How to model a bimodal distribution with brms

Hi there,

I am trying to fit a mixed model with brms to a bimodal distribution, and initially kept the defaults for distribution family (= gaussian). This is my model:

prior1 <- c(set_prior("normal(0,10)", class = "b"), # sets all coefficient priors
            set_prior("normal(0,10)", class = "Intercept"),
            set_prior("cauchy(0,5)", class = "sd")) 

bayes_conf$m1 <- brm(formula = ALLAccuracies ~ lg10JerksZ*allConditions*lg10OwnStimDiff_jerkZ +
                       (1 + lg10JerksZ*lg10OwnStimDiff_jerkZ*allConditions || allVidIDs) +
                       (1 + lg10JerksZ*lg10OwnStimDiff_jerkZ*allConditions || allSubs), 
                     data = db, warmup = 1000, iter = 5000, 
                     cores = options(mc.cores = parallel::detectCores()),
                     chains = 4, control = list(adapt_delta = .99), 
                     prior = prior1, sample_prior = TRUE,
                     save_all_pars = TRUE)

And this is how the posterior predictive distribution fits onto the observed values:
model1-post_pred

I assume by specifying a different distribution family I could increase the fit of my model. However, I am new to bayesian modelling and R, and I have no idea which type of distribution family would be suitable to represent my clearly bimodal outcome variable. Any suggestions would be greatly appreciated.

Hi and welcome!

Can you share a snippet of the raw data or simulated data to give an idea of what the data look like?

There a tutorial here https://tem11010.github.io/regression_brms/ that uses a bimodel data set with the Gaussian family in brms,

Hi Ara,

here is the data of my outcome variable & predictors:
stanForums_dat.csv (24.7 KB)

I have come across the website you linked, and they suggest that changing the distribution family could lead to improvement, but give no insight into what family that would be…

Does your dependent variable ALLAccuracies have a minimum possible value of 0? Does it have a maximum possible value (e.g. of 10) or can it be arbitrarily high? I ask because the range of your response data can help determine the best family to use.

You could try a mixture model: https://rdrr.io/cran/brms/man/mixture.html

1 Like

Thanks everyone for your replies so far.

My dependent variable ranges from -5.6 to 9. So contains negative values and the maximum possible value is 9.

Thanks for your suggestion. I have come across this post before, but I guess I was hoping so far there would be an easier fix to my problem. Maybe there isn’t…

Is there a theoretical minimum?
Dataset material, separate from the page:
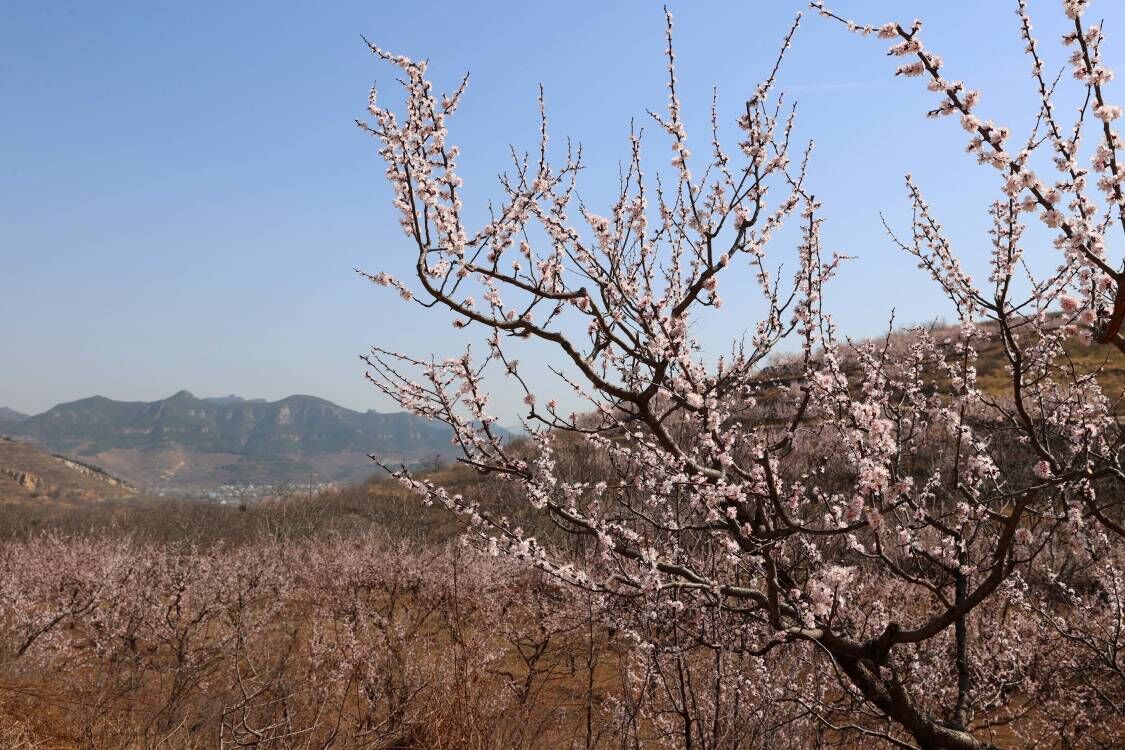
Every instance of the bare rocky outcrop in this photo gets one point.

If not, it may be beneficial to convert your “accuracy” score to an “inaccuracy” score by subtracting it from 9. Then use a family which supports non-negative reals such as hurdle_gamma or hurdle_lognormal. Choosing gaussian when another family is more appropriate can certainly lead to a model not capturing bimodality in the data.

Hi Andy,

That sounds like a reasonable approach. Although I still don’t understand how a hurdle_gamma / hurdle_lognormal family would capture bimodality?

Anyway, I’ve tried changing the family specification and now Stan seems to throw a problem.

I’ve opened another topic for this new issue here: https://discourse.mc-stan.org/t/brms-model-doesnt-run-after-custom-family-hurdle-gamma-specified/18365

My hope is that the “bimodality” arises from your predictors – some sets of predictor values produce low accuracy, some high. If that is not the case, it suggests either you are missing an important predictor or that the distribution is genuinely bimodal (by “genuinely bimodal” I mean accuracy has two modes when all experimental conditions are otherwise the same).

1 Like

I see, that makes sense. And should definitely be true for me, as my categorical predictor should describe the bimodality almost perfectly. Let’s see, hopefully once I figure out how to run the model with one of your suggested families, it will work.

Thanks so far!

Just for starters, while the hurdle distribution doesn’t seem to be functioning, it may be worth using something like 9.01 - accuracy as your dependent variable (9.01 to ensure all values are slightly larger than 0), and then modelling with a Gamma or lognormal family.

1 Like

Thanks! Was going to try that, but not actually none of my brm models will run anymore, and I have no idea why. Any input in this topic: Brms model doesn't run after custom family (hurdle_gamma()) specified
would be hugely appreciated